Feature nets rely on both sensory input (bottom-up) and top-down influence from priming. For example, in a feature net, bigram detectors that are more primed are more likely to fire. In this sense, feature nets tell us the most likely image of what we see if we’re only exposed to partial information.
How might feature nets result in recognition errors?
Priming can sometimes cause us to make recognition errors because we may mistakenly guess incorrectly about what we saw due to having an expectation of what we’re most commonly or recently exposed to. Feature nets are efficient in that they can help us identify the most likely image, however they don’t always help us identify the correct image.
What is the word superiority effect and how can it be explained by priming?
The phenomenon that letters are more easily recognizable in the context of a word than in isolation.

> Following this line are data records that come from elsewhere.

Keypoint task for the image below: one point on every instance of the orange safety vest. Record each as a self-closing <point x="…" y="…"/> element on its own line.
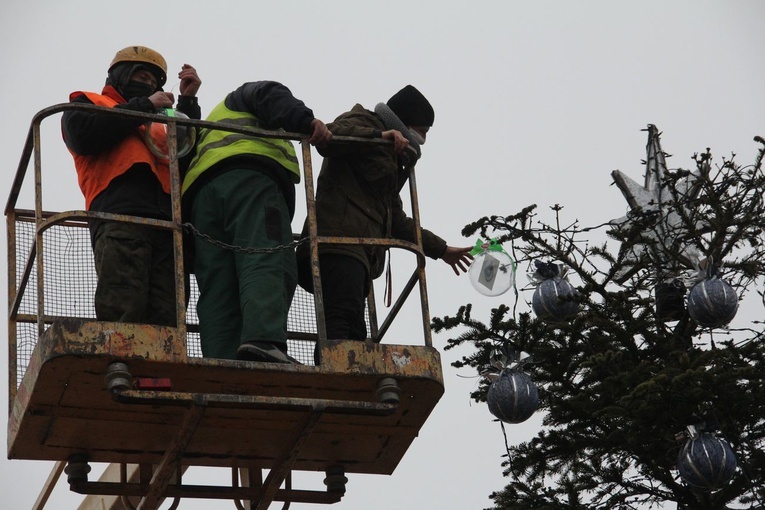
<point x="95" y="172"/>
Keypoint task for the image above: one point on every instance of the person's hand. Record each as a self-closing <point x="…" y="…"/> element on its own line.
<point x="320" y="134"/>
<point x="162" y="100"/>
<point x="458" y="258"/>
<point x="190" y="81"/>
<point x="400" y="143"/>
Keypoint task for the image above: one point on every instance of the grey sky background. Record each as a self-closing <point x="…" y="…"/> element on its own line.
<point x="536" y="103"/>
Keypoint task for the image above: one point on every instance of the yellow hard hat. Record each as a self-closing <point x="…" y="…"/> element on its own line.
<point x="142" y="54"/>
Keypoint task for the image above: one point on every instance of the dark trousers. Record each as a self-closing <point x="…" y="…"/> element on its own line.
<point x="343" y="281"/>
<point x="243" y="297"/>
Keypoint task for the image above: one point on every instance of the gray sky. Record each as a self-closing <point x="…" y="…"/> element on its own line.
<point x="536" y="102"/>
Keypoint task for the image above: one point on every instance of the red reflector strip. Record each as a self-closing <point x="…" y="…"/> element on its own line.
<point x="153" y="383"/>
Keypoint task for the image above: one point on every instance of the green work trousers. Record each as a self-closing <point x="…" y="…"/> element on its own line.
<point x="243" y="296"/>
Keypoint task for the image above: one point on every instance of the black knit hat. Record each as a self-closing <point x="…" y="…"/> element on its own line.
<point x="412" y="107"/>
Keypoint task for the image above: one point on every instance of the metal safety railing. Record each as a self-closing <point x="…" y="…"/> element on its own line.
<point x="38" y="241"/>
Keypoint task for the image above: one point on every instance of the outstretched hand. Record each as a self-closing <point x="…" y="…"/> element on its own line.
<point x="458" y="258"/>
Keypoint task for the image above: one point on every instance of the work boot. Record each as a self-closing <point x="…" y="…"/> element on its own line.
<point x="264" y="352"/>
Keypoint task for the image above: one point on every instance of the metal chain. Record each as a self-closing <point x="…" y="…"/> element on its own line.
<point x="242" y="249"/>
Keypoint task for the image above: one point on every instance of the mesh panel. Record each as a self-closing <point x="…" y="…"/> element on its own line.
<point x="70" y="282"/>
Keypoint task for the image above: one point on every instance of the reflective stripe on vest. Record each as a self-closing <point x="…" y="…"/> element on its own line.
<point x="215" y="145"/>
<point x="95" y="172"/>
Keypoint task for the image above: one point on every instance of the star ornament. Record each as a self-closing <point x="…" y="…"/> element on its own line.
<point x="655" y="198"/>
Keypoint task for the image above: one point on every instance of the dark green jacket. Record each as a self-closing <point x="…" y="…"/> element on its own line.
<point x="357" y="194"/>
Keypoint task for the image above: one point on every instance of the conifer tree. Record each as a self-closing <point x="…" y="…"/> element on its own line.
<point x="621" y="381"/>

The word superiority effect relies on the relative priming of bigram detectors.
- letters are most recognizable in the context of a real word, somewhat recognizable in a word-like sequence, and least recognizable in isolation or in a random, non word-like sequence.
What is recognition by components theory? How is it related to the idea of feature nets?
Recognition by components (RBC) uses a similar proposed model to that of feature nets. Just like letters have 2D features, objects have 3D features called geons. The most basic layer of RBC is geons.
- RBC is viewpoint independent, meaning that it proposes that our perspective of an object doesn’t matter, so long as we can recognize its geons
- It is more difficult to identify an object if its geons are obscured
What is viewpoint dependent recognition? How does it contrast with RBC?
viewpoint dependent recognition is the idea that object recognition is reliant on the angle at which we see objects, not just whether we can see its geons. RBC maintains that object recognition is not viewpoint dependent.
- Study results reveal that we are faster to recognize objects when they are at particular angles/viewpoints.
- Viewpoint dependent recognition is the most significant challenge to geon theory (RBC)
How do faces differ from other objects in terms of our ability to recognize them?
For faces, we are more sensitive to changes in configuration than changes in features. For objects, we are more sensitive to changes in features. Face recognition is also affected by orientation: it is more difficult to notice changes in faces when they are upside down (face inversion effect).
Lastly, face processing is based on the whole face rather than individual features—it is hard to identify a face by features alone when in the context of a coherent face (composite face effect).